Marine Cpl. Mickey Schaetzle was a Ramadi veteran. Back home in Colorado, he played high school football; here in Ramadi, the capital of Anbar, he was in charge of the convoy transporting me and a dozen other Marines downtown. I often find myself comparing young men like Cpl. Schaetzle – capable, in charge and responsive – with the students on the Columbia University campus and campuses across America. Instead of going off to college like most kids his age, Schaetzle joined the Marine Corps "to get a little discipline" and see the world. He saw Ramadi from 2005 to 2006, where he remembered a constant state of alert and the threat of violence everywhere.

I forgot to ask Cpl. Schaetzle exactly how old he was, but he graduated from high school four years ago. He was probably about 21, which is a bit older than the average age of servicemen in Iraq, yet men like Schaetzle were anything but average.
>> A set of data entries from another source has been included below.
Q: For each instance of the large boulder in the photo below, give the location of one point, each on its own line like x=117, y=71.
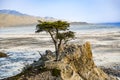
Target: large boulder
x=76, y=63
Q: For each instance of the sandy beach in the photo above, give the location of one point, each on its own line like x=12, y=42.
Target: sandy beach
x=23, y=49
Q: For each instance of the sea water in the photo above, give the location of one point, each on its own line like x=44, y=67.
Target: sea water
x=75, y=28
x=18, y=59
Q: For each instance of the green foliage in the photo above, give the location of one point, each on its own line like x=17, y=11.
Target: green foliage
x=3, y=54
x=59, y=32
x=55, y=72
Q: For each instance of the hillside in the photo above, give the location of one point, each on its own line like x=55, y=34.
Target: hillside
x=14, y=18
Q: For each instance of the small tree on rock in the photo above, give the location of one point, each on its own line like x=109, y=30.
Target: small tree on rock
x=59, y=32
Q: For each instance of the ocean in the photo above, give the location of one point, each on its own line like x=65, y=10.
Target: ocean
x=75, y=28
x=24, y=51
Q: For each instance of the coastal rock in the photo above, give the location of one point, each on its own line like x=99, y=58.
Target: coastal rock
x=2, y=55
x=76, y=63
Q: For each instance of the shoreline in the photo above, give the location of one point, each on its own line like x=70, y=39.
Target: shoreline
x=105, y=48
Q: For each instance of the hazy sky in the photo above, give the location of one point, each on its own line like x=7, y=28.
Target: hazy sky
x=74, y=10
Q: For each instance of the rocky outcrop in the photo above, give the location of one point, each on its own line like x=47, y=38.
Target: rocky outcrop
x=76, y=63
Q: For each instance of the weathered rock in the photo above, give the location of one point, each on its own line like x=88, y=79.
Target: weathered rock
x=76, y=63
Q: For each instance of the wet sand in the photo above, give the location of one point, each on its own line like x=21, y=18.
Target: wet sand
x=105, y=45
Marines have been around as long as the United States itself, and from the beginning, "the few good men" who join the Corps have been a bit different. As a tiny unit of "soldiers of the sea," scrappy Marines struggled to prove their worth throughout every single conflict in American history. From the shores of Tripoli where they defeated Barbary pirates in what today is Libya, to the battlefields of France where one Marine officer shouted, "Retreat? Hell, we just got here," you could make a case that Marines have something to prove – to themselves, and maybe just as important, to the Corps.

Half out of desperation and half out of sheer bravado, the Marines distinguished themselves for being "first to fight." Recruitment posters for the "Great War," World War I, showed an indignant, well-dressed man pulling off his suit jacket. The caption at the bottom: "Tell That to the Marines!"
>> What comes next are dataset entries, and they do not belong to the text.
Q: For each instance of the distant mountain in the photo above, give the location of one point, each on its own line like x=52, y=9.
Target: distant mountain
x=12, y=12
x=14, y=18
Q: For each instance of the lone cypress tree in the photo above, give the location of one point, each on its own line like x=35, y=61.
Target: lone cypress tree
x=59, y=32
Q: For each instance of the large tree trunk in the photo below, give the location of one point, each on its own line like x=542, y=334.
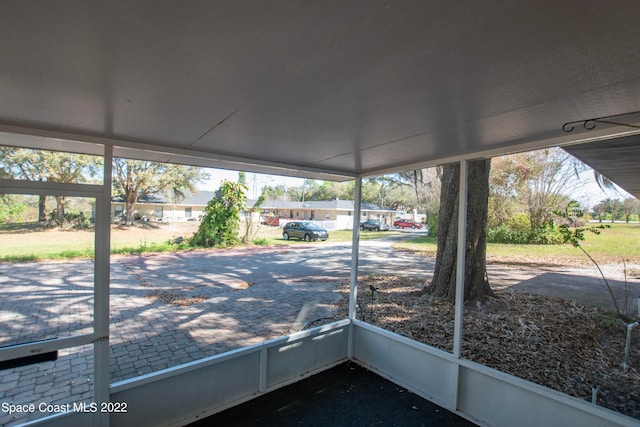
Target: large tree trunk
x=476, y=284
x=42, y=208
x=60, y=207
You don't just end up being a Marine by luck, or accident – it takes a concerted effort, a willingness to subject yourself to hardship in the hopes of something in return. Camaraderie, distinction or duty – defining that "something" is difficult, but if you don't know what you want, the Marine Corps will kindly make some great suggestions. Every night before going to bed, Marine recruits will stand by their racks and, on cue, shout at the top of their lungs, "honor, courage, commitment." Recruits bang the thin government-issued mattresses after every promise, so that the physical body will conform, retain and respond to each verbal pledge. For the Marines, muscle memory applies to the heart as well.